Donc, quand je dis que vous serez tranquille sur vos vieux jours, je ne vous fais pas d’insulte et je ne traite pas avec mépris votre mal présent. Je ne crois pas à l’heureuse vieillesse des vilaines gens. Je pense, au contraire, que leur âme va toujours s’aigrissant et que leur enfer est en ce monde. Vous me direz que le monde n’est peuplé que de ces gens-là. Eh ! mon Dieu, je l’ai cru, je l’ai dit de même, tant qu’il a été en leur pouvoir de me faire souffrir. Et pourquoi avaient-ils ce pouvoir ? c’est que je le leur donnais par la susceptibilité de mon amour-propre. Je ne pensais qu’à me battre avec eux, et guère à les plaindre ; la pitié vient quand l’orgueil s’en va, elle change le point de vue, et, si elle rend parfois plus triste encore, c’est une tristesse douce et où l’espérance vient trouver place. N’allez pas me croire douce, bonne et tendre pour avoir pensé et dit cela. C’est encore chez moi à l’état de découverte, et, dans la pratique, je ne vaux encore rien ; j’attends avec impatience qu’il ne me reste pas un cheveu noir sur la tête. Alors, j’en suis sûre, je n’aurai plus un sentiment injuste dans le cœur ; je verrai les hommes non méchants, mais ignorants et faibles, en réalité, comme je les aperçois déjà par la théorie. Et vous aussi, vous les verrez tels, et tout ce qui vous paraît absurde dans mon optimisme, vous l’aurez trouvé vous-même, et reconnu vrai.

Votre jeunesse furibonde et hautaine me rappelle la mienne, et vous ne pouvez inventer aucun blasphème nouveau pour moi. Si je vous racontais jusqu’où j’ai poussé la haine de toute chose et l’horreur de la vie, j’aurais l’air de vous faire des romans.

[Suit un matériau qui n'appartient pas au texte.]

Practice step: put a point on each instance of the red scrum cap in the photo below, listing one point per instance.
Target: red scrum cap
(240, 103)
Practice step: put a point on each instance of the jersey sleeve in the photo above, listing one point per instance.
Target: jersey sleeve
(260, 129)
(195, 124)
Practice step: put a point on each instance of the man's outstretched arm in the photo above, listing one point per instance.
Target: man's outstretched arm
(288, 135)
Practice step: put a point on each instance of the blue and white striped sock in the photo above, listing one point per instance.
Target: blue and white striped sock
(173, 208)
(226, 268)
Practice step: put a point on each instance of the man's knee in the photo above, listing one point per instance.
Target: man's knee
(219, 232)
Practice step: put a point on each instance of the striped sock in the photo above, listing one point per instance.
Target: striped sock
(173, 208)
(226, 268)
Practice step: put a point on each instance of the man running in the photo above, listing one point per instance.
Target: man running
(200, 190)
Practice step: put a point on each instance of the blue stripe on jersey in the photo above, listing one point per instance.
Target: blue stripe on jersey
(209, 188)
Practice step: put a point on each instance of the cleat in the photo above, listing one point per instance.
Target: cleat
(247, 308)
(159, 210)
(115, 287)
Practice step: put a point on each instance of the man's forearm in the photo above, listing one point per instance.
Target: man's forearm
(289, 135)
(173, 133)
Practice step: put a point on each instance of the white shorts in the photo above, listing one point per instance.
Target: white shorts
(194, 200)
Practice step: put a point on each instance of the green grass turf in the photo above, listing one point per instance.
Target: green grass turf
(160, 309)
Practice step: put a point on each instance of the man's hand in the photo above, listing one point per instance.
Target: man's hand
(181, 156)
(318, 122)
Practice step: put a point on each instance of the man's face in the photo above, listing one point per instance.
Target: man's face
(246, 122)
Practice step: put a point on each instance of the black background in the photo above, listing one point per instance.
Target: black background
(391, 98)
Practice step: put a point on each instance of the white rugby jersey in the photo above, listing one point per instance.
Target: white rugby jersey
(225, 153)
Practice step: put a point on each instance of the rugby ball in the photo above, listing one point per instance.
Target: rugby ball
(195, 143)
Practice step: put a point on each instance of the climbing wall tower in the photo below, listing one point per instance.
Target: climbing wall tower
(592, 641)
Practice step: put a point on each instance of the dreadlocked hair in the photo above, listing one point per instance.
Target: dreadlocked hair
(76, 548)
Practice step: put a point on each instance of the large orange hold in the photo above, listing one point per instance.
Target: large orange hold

J’avais un ami, un vrai Pylade qui m’a surnommé son Oreste, pour m’avoir vue aux prises avec les Euménides, et pourtant je n’avais tué ni père ni mère. Il avait bien raison de ne me pas prendre au sérieux ; car je me rêvais aussi méchante que les autres hommes, horriblement méchants à mes yeux. Il avait coutume de me dire : « Tu es malade, bien malade ! » C’est peut-être à force de m’entendre répéter ce mot, qu’il m’est venu sur les lèvres, en vous voyant dans vos accès. Je n’y ai pas mis plus d’insolence que ne le faisait mon pauvre Pylade, le plus calme et le plus patient des hommes ! Vous me direz que je n’ai pas l’honneur d’être votre Pylade. Je voudrais pouvoir être celui de tous les hommes qui souffrent et leur faire le bien que mon ami m’a fait.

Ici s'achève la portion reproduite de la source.